Firstly, the notion that either the British Labour-Conservative "polarisation" or the American Democrat-Republican likewise exists is a great fallacy.

They are hardly polarised at all. Like two people who loathe each other but who are very alike, they use words to try to deny their similarities. But the fact remains: they are alike.

In Britain, the last 30 years or so have been characterised by all three main parties chasing exactly the same voter group: "Middle England", "Little England", "South East Man" or "Mondeo Man". Take your pick. Either pseudo or lower middle class, he/she are characterised by high personal debt and a largely mistaken belief that they've moved up a notch or two on the social ladder. Being "Aspirational" doesn't mean "I've made it!".
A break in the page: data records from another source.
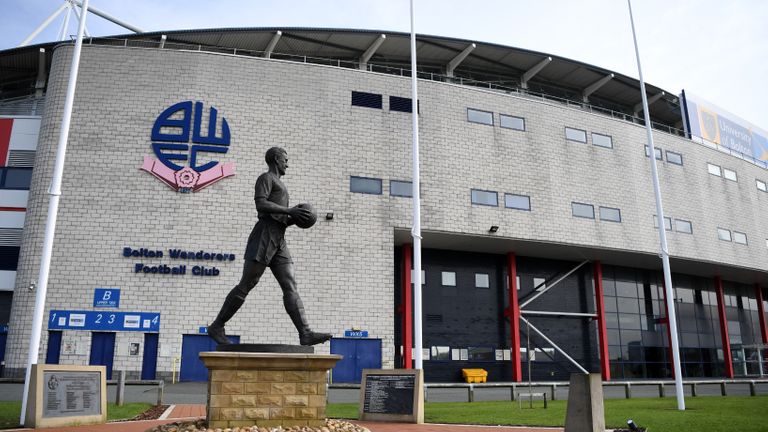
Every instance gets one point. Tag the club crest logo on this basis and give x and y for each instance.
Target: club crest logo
(184, 155)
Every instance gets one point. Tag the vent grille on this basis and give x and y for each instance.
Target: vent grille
(368, 100)
(21, 158)
(27, 106)
(396, 103)
(10, 237)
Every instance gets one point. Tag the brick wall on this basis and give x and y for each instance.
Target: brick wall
(344, 267)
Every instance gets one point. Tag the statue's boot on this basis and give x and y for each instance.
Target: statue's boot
(216, 330)
(295, 310)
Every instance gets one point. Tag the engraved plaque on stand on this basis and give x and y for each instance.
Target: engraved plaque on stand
(63, 395)
(392, 395)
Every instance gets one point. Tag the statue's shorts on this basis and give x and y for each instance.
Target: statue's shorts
(267, 245)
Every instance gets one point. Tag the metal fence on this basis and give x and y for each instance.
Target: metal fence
(756, 387)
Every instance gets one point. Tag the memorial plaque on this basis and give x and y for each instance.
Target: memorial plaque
(389, 394)
(71, 393)
(392, 395)
(66, 395)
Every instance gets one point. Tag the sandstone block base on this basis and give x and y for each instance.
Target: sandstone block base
(266, 389)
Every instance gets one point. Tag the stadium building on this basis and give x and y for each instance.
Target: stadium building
(538, 218)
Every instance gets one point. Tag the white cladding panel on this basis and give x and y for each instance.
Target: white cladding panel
(13, 198)
(7, 280)
(24, 133)
(12, 219)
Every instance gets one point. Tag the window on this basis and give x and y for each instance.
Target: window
(423, 277)
(610, 214)
(440, 353)
(739, 238)
(520, 202)
(15, 178)
(602, 140)
(674, 158)
(482, 197)
(365, 185)
(482, 354)
(583, 210)
(667, 222)
(683, 226)
(448, 278)
(511, 122)
(723, 234)
(477, 116)
(397, 103)
(657, 152)
(577, 135)
(400, 188)
(368, 100)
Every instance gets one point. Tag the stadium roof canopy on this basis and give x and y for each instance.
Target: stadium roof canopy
(440, 58)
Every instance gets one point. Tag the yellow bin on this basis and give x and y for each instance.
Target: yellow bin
(474, 375)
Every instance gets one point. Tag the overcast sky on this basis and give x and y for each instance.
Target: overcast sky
(714, 49)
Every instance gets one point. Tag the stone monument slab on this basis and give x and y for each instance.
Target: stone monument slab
(266, 389)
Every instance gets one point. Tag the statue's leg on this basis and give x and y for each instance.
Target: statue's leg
(294, 306)
(252, 271)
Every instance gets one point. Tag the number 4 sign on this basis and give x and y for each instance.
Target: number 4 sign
(106, 297)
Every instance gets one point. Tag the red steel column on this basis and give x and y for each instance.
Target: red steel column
(602, 333)
(761, 311)
(407, 302)
(724, 327)
(665, 321)
(513, 312)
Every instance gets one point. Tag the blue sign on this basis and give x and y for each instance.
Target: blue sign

BOTH Tories and Labour have: supported American wars, continued with privatisation, redistributed wealth upwards, encouraged and de-regulated the City of London, spread the notions of PC and Multiculturalism (despite their denials), and really, there's little to separate them if you view (a) their actions and (b) their results instead of what they said they were going to do.

I agree that people see it that way, (that there is a difference), but the British public are not known for heavyweight thinking.

Don't forget, also, that the time for consensus politics may come again, but not now. Thanks to the British media and those damned cameras in Parliament, British political leaders HAVE to be "strong" in the "elected dictator" style popularised by Thatcher, as opposed to the more consensus based rule of Heath. The stupid public wants docile, amoral and deeply undemocratic Government, which obeys the wishes of the fuhrer, sorry, leader.

The government you suggest (a) would be a major improvement in my eyes, but would lead to visibly weak, consensus based politics, which is how democracy is supposed to work. And (b) such government was the norm before the 20th century and especially before Thatcher and everyone since. Sure, they aligned themselves with certain parties, but there were so many subdivisions that an 18th or 19th century politician could be referred to as a "whiggish Waverer" even if he was a Tory!

Unfortunately, the rise in Independent candidates is a red herring, as almost all are closet Tories or at least "Wets". But an encouraging sign would be the rise of smaller, new parties. It would be if too many of them were not of the extreme right, anyhow.

I agree with your idea: I just don't think the sheeple will support it. Yet.